Reconcevoir les modèles, c'est le sens du travail que nous avons engagé avec les instituts techniques et les interprofessions. Il s'agit d'en finir avec la gestion au coup par coup. Ce travail exige de sortir de la logique de silos pour mobiliser l'ensemble des maillons de la chaîne – le monde agricole, les instituts de recherche, les agences publiques, les acteurs privés – pour mieux anticiper et développer des solutions combinatoires. L'objectif est d'élargir l'éventail des possibilités pour éviter que les agriculteurs ne se trouvent sans solution. Pour mener à bien ce travail collectif de long terme, il faut regarder la réalité de la situation phytosanitaire pour s'y préparer du mieux possible, en toute transparence et en confiance, en substituant le débat aux injonctions.
Dans la perspective des renouvellements d'autorisation ou d'homologation à venir, il semble plus judicieux, compte tenu des effets de report constatés, d'examiner lucidement l'ensemble des classes de molécules pour trouver dès à présent des alternatives, sans être soumis à la pression de l'interdiction.

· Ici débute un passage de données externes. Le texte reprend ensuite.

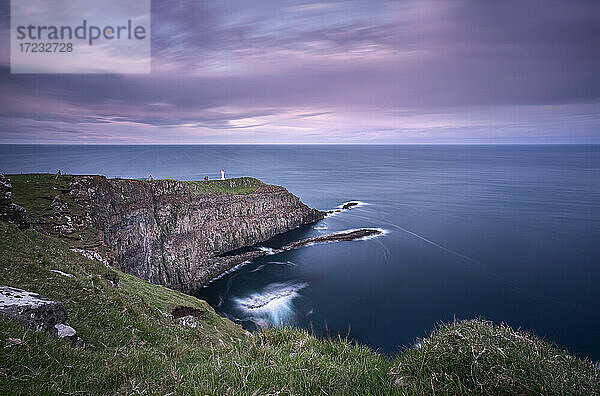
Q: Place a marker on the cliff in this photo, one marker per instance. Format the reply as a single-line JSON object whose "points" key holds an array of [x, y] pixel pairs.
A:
{"points": [[168, 232]]}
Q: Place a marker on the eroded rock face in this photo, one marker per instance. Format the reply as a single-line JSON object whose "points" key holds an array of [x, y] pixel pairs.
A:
{"points": [[167, 233], [37, 312], [9, 211]]}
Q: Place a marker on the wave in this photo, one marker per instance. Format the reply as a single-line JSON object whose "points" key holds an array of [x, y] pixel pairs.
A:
{"points": [[270, 251], [229, 271], [272, 305], [357, 204]]}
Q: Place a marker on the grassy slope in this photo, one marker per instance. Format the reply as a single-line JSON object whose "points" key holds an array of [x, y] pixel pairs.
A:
{"points": [[133, 348]]}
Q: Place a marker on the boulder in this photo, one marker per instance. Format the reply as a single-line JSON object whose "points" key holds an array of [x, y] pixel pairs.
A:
{"points": [[35, 311]]}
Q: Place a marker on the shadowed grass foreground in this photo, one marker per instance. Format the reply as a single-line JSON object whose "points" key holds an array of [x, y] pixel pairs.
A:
{"points": [[133, 348]]}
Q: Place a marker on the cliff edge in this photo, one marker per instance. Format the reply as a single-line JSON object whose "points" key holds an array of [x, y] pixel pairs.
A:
{"points": [[168, 232]]}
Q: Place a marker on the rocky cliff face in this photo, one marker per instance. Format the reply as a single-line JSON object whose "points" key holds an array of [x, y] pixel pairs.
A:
{"points": [[171, 233]]}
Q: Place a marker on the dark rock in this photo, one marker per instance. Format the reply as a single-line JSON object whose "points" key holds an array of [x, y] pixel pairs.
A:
{"points": [[168, 234], [31, 309], [37, 312], [340, 236], [9, 211]]}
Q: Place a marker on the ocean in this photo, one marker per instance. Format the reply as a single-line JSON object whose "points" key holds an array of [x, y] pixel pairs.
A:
{"points": [[507, 233]]}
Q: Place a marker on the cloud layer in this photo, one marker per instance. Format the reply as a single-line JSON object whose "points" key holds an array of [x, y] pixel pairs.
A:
{"points": [[331, 72]]}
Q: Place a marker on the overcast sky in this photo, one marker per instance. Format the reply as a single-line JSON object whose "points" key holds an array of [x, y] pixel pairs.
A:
{"points": [[330, 72]]}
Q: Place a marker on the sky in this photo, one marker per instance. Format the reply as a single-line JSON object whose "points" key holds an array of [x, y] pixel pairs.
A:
{"points": [[336, 72]]}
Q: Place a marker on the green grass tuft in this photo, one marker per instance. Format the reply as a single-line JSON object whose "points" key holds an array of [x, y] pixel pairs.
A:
{"points": [[476, 356], [239, 185], [132, 348]]}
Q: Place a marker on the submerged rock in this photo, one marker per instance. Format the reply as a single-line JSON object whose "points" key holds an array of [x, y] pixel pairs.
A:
{"points": [[349, 205], [34, 311], [336, 237]]}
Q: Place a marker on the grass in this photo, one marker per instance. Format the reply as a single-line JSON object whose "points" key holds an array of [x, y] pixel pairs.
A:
{"points": [[132, 348], [477, 357], [239, 185]]}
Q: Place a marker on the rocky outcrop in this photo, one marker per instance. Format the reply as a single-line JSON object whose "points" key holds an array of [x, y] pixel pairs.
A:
{"points": [[9, 211], [337, 237], [37, 312], [173, 233]]}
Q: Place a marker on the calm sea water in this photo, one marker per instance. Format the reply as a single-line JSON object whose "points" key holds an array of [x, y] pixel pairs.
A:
{"points": [[509, 233]]}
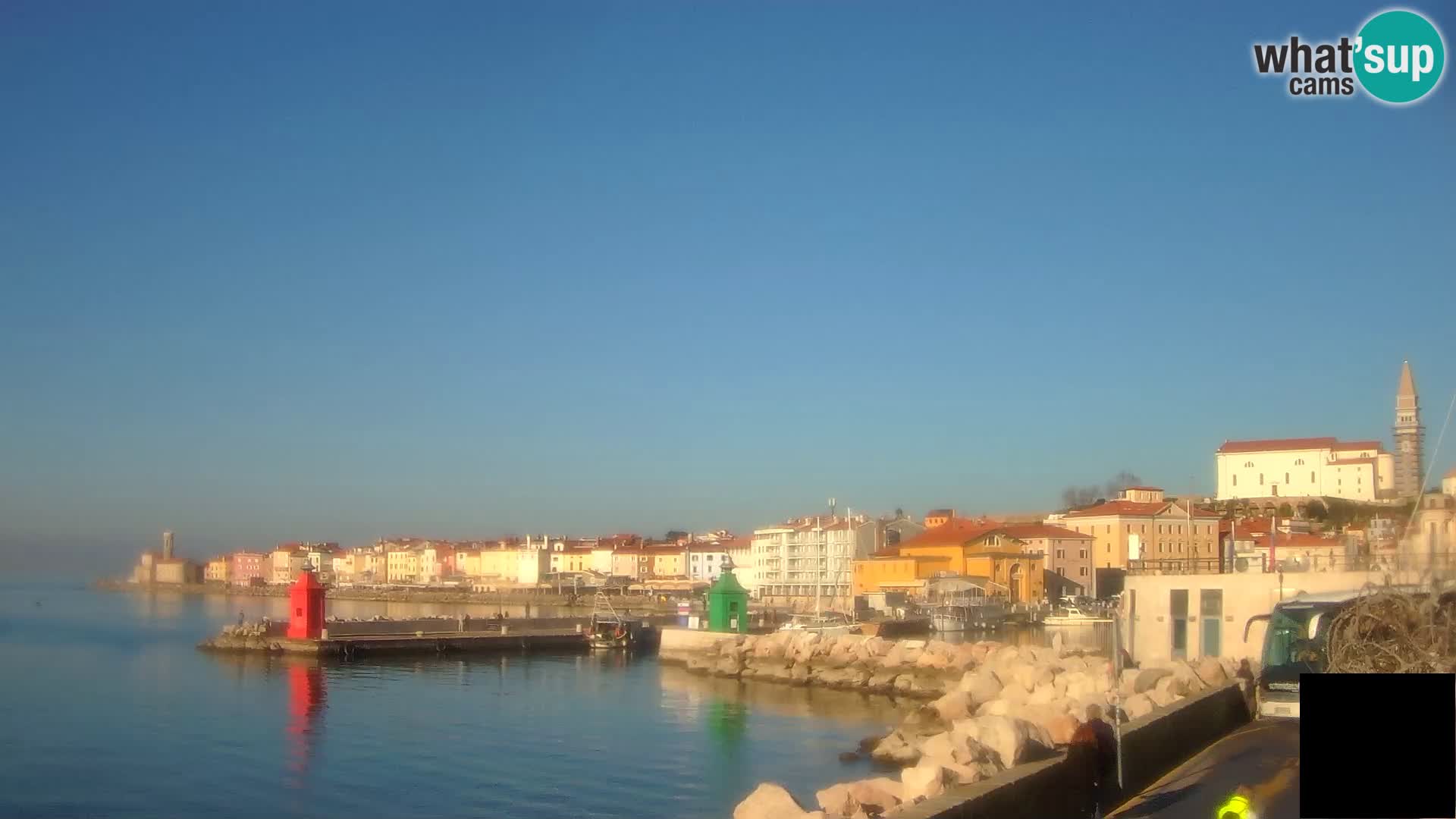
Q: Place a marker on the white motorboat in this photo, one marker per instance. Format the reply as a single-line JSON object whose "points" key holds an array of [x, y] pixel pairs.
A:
{"points": [[1072, 615]]}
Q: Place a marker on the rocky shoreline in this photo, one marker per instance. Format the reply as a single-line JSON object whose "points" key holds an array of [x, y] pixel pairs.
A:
{"points": [[986, 707]]}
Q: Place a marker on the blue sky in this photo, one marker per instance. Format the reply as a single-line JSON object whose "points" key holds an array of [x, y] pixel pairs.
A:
{"points": [[341, 270]]}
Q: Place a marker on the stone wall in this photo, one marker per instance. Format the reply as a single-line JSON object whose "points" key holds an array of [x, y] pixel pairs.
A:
{"points": [[996, 711]]}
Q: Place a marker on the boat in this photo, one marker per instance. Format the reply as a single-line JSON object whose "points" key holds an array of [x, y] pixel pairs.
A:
{"points": [[1072, 615], [827, 624], [965, 615], [607, 630]]}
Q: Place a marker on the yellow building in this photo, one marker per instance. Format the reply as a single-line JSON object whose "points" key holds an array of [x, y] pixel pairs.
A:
{"points": [[218, 569], [893, 573], [400, 566], [976, 550]]}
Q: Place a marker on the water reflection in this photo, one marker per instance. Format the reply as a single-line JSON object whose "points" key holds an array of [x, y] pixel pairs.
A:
{"points": [[698, 694], [306, 704]]}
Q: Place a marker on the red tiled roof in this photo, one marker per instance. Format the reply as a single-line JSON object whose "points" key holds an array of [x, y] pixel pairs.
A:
{"points": [[1138, 509], [1277, 445], [952, 534], [1027, 531], [1296, 541]]}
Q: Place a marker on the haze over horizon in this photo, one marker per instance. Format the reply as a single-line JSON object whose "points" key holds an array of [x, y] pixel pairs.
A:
{"points": [[504, 268]]}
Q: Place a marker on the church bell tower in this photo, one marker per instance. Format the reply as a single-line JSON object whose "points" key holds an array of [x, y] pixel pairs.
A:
{"points": [[1408, 436]]}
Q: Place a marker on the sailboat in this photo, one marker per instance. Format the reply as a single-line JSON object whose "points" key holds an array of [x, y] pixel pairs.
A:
{"points": [[607, 629], [827, 624]]}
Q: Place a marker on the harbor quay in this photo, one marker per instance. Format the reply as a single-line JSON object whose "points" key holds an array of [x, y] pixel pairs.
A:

En complément de ceux déjà alloués par le biais de la fameuse redevance pour pollutions diffuses (RPD) – 70 millions sur les 180 millions d'euros de recettes iront au financement de la transition –, de nouveaux moyens importants sont spécifiquement dédiés à la mise en œuvre de la stratégie Écophyto 2030 : 250 millions d'euros sont prévus dans le projet de loi de finances pour 2024 au titre de la planification écologique, dont une part importante financera des plans d'action spécifique des filières sur les usages de produits phytopharmaceutiques identifiés comme critiques ; une aide à l'investissement pour les matériels nécessaires à la transition agroécologique viendra en prolongement de France relance, ainsi que le financement de projets territorialisés. S'ajoutera une allocation de crédits France 2030 dont le montant sera arbitré très prochainement par la Première ministre.
Face au constat d'échec que vous avez souligné, nous essayons d'élaborer une stratégie de moyen à long terme, dotée de moyens dédiés et associant l'ensemble de la filière et de la chaîne de valeur. Il faut embarquer l'amont et l'aval ; la charge de la réduction des produits phyto – la pression, les difficultés et les impasses aussi – ne peut pas peser seulement sur le monde agricole. Cela prendra du temps mais, sans être exagérément optimiste, une trajectoire de réduction commence à se dessiner. Plutôt que de pointer une fois encore les insuffisances – il y a quelque chose de désespérant à entendre toujours : « pas assez, pas comme il faut », s'agissant du monde agricole –, il faut se féliciter de cette bonne nouvelle.